Hoy su padre, Michael Gallagher, sigue luchando para dar con los autores de la acción terrorista más sangrienta del conflicto de Irlanda del Norte. "Hemos probado por la vía de la justicia, que nos ha fallado", dice Gallagher. "El dolor... siempre está ahí".

Una década después de aquel 15 de agosto de 1998 y a pesar de las solemnes promesas del gobierno británico, sigue sin haber un solo culpable de aquella bomba, reivindicada por el IRA Auténtico, un grupo disidente republicano que rechazaba el desarme.

El pasado diciembre y tras el que fue uno de los mayores juicios de la historia del Reino Unido, un Tribunal de Belfast absolvió a Sean Hoey, el único acusado de un atentado que se cobró 29 muertes, entre ellas la de dos españoles: Rocío Abad, de 23 años, y Fernando Blasco, de 12. Otras 200 personas resultaron heridas.

El veredicto llegó de la mano del juez Reginald Weir, quién lanzó un duro alegato contra la Policía por cómo manejó las pruebas forenses.

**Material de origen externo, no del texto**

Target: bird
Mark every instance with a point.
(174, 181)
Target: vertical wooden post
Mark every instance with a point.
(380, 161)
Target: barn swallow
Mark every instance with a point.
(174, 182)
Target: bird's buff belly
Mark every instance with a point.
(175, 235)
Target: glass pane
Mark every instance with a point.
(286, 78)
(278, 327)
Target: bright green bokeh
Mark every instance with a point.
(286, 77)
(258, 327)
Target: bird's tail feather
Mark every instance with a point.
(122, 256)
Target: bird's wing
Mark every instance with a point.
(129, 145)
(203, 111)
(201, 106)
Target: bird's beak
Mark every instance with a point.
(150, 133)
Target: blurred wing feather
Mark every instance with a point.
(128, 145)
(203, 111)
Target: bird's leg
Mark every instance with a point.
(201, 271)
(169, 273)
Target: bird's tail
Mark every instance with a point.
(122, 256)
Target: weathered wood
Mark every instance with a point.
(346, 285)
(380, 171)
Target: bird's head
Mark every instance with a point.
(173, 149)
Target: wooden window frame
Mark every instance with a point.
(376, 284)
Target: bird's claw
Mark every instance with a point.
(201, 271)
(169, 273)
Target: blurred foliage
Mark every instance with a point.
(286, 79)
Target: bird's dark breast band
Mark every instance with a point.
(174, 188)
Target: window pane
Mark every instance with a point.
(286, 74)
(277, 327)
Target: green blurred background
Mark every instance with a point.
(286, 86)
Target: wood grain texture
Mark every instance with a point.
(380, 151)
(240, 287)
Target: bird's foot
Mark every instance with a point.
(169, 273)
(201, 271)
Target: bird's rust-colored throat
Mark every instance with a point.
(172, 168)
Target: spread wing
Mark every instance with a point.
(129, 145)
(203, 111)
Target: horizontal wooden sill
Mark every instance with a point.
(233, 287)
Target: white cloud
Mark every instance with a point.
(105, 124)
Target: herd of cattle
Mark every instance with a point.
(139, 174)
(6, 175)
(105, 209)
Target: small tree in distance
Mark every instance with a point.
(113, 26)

Las críticas de Weir no fueron las únicas. También los familiares de las víctimas denuncian la actuación de la Policía norirlandesa, cuyo fracaso en la prevención del atentado y en la posterior investigación ha potenciado las teorías de la conspiración en Omagh.

Cómplices del atentado

Muchos son los que creen que las fuerzas de seguridad fueron cómplices del ataque para poner fin al ambiente de crispación. Sea como fuere, el atentado, que llegó cuatro meses después de los Acuerdos de Paz del Viernes Santo, tuvo tal efecto: lejos de destruir el frágil proceso de paz, la masacre lo cimentó y creó un ambiente de unión que imposibilitaría la vuelta a las armas de los Republicanos. Sin embargo, el IRA Auténtico continúa en activo y sigue siendo una amenaza para la paz.

Pasar página de una tragedia como ésta es aún más difícil cuando no hay culpables y hasta el memorial para recordar a las víctimas se ha convertido en una trifulca.

En una ciudad con una fuerte presencia republicana como Omagh, los familiares han tenido que batallar para conseguir que las palabras "asesinados por el coche bomba de un terrorista disidente republicano" queden inscritas en el memorial que se inaugurará hoy.

"Los miembros del consejo del Ayuntamiento (la mayoría del Sinn Féin) quieren maquillar la historia", denuncia Carol Radford, cuyo hermano de 16 años murió en el atentado.

Este motivo, sumado a la decepción por la actuación de los gobiernos británico e irlandés, ha llevado a más de 10 familias a boicotear la ceremonia de hoy, que contará con la presencia del Martin McGuinness, número dos del Sinn Féin y ministro adjunto del Gobierno autónomo del Ulster, creado hace un año.

"No estoy preparada para mantenerme en pie al lado de los que apoyaron la violencia", añade Radford. Ella es una de los familiares que el domingo celebrarán su propio servicio religioso en memoria de las víctimas.

Otros simplemente quieren pasar página ahora que ha vuelto la paz a Irlanda del Norte. A sus 81 años, Mick Grimes, quien esa tarde veraniega perdió a su hija embarazada de gemelos y a su nieta de 18 meses, dice que llegó el momento de dejar atrás la bomba "para no hacerse más daño a uno mismo". Lo recoge en sus recién publicadas memorias Till we meet again (Hasta que nos volvamos a ver).